TOKYO — Toyota Motor will introduce a sweeping powertrain portfolio starting this spring as part of a five-year overhaul to make its vehicles more fuel-efficient but sportier to drive.
The engine wave begins with a cleaner, more powerful 2.0-liter that will appear first in the redesigned Auris hatchback, which is to debut at the Geneva auto show.

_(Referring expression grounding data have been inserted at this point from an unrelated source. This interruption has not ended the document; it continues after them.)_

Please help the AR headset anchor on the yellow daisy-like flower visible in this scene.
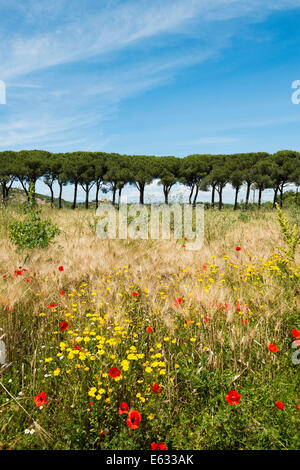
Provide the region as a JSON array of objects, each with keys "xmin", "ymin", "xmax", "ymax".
[
  {"xmin": 121, "ymin": 360, "xmax": 129, "ymax": 371},
  {"xmin": 88, "ymin": 387, "xmax": 97, "ymax": 397}
]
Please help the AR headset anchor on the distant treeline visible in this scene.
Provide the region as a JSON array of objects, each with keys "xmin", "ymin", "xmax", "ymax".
[{"xmin": 0, "ymin": 150, "xmax": 299, "ymax": 209}]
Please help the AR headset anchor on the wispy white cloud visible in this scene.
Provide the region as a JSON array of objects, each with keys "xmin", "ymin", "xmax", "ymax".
[
  {"xmin": 1, "ymin": 0, "xmax": 300, "ymax": 80},
  {"xmin": 1, "ymin": 0, "xmax": 300, "ymax": 150}
]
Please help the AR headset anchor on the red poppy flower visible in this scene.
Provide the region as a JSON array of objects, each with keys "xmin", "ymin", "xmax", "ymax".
[
  {"xmin": 268, "ymin": 344, "xmax": 279, "ymax": 352},
  {"xmin": 47, "ymin": 303, "xmax": 57, "ymax": 309},
  {"xmin": 58, "ymin": 266, "xmax": 64, "ymax": 272},
  {"xmin": 60, "ymin": 321, "xmax": 68, "ymax": 331},
  {"xmin": 151, "ymin": 383, "xmax": 162, "ymax": 395},
  {"xmin": 74, "ymin": 343, "xmax": 82, "ymax": 351},
  {"xmin": 126, "ymin": 410, "xmax": 141, "ymax": 429},
  {"xmin": 235, "ymin": 246, "xmax": 241, "ymax": 251},
  {"xmin": 275, "ymin": 401, "xmax": 285, "ymax": 410},
  {"xmin": 182, "ymin": 244, "xmax": 186, "ymax": 248},
  {"xmin": 60, "ymin": 290, "xmax": 65, "ymax": 295},
  {"xmin": 225, "ymin": 389, "xmax": 241, "ymax": 405},
  {"xmin": 108, "ymin": 367, "xmax": 121, "ymax": 379},
  {"xmin": 25, "ymin": 277, "xmax": 32, "ymax": 284},
  {"xmin": 132, "ymin": 292, "xmax": 139, "ymax": 297},
  {"xmin": 291, "ymin": 329, "xmax": 300, "ymax": 339},
  {"xmin": 242, "ymin": 319, "xmax": 248, "ymax": 324},
  {"xmin": 118, "ymin": 402, "xmax": 129, "ymax": 414},
  {"xmin": 202, "ymin": 265, "xmax": 207, "ymax": 270},
  {"xmin": 296, "ymin": 405, "xmax": 300, "ymax": 410},
  {"xmin": 34, "ymin": 392, "xmax": 48, "ymax": 407},
  {"xmin": 147, "ymin": 326, "xmax": 153, "ymax": 333},
  {"xmin": 236, "ymin": 302, "xmax": 241, "ymax": 312},
  {"xmin": 152, "ymin": 442, "xmax": 167, "ymax": 450},
  {"xmin": 13, "ymin": 270, "xmax": 23, "ymax": 277},
  {"xmin": 174, "ymin": 297, "xmax": 182, "ymax": 306},
  {"xmin": 204, "ymin": 317, "xmax": 210, "ymax": 323}
]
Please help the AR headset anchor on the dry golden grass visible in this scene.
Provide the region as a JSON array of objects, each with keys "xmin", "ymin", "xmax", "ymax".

The Auris is the European and Japanese version of the Corolla iM sold in the U.S.
By 2023, new engines and transmissions will power 80 percent of new Toyota vehicles.
Also among the new products are more dynamic all-wheel-drive systems for trucks and hybrids and a continuously variable transmission that counters the rubber-band feel often derided by CVT critics by adding a toothed "launch gear."
The powertrain blueprint is Toyota's clear signal that it sees big potential for improving old-school internal combustion technology, even in the dawning age of electrification.
While Toyota expects half its nameplates to be electrified by 2030, some 90 percent of its vehicles will continue to rely on fuel-burning powerplants, said Mitsumasa Yamagata, Toyota's chief engineer for powertrain planning, in laying out the plans.
"Even in 2030," he said.
Just 10 percent of Toyota's models will dump engines altogether in favor of full electric or fuel cell powertrains. Thus, Toyota's key focus at the moment is improving the humble gasoline powerplant.
"The evolution of engines and transmissions will also reduce carbon dioxide emissions and greatly contribute to the environment," Yamagata said.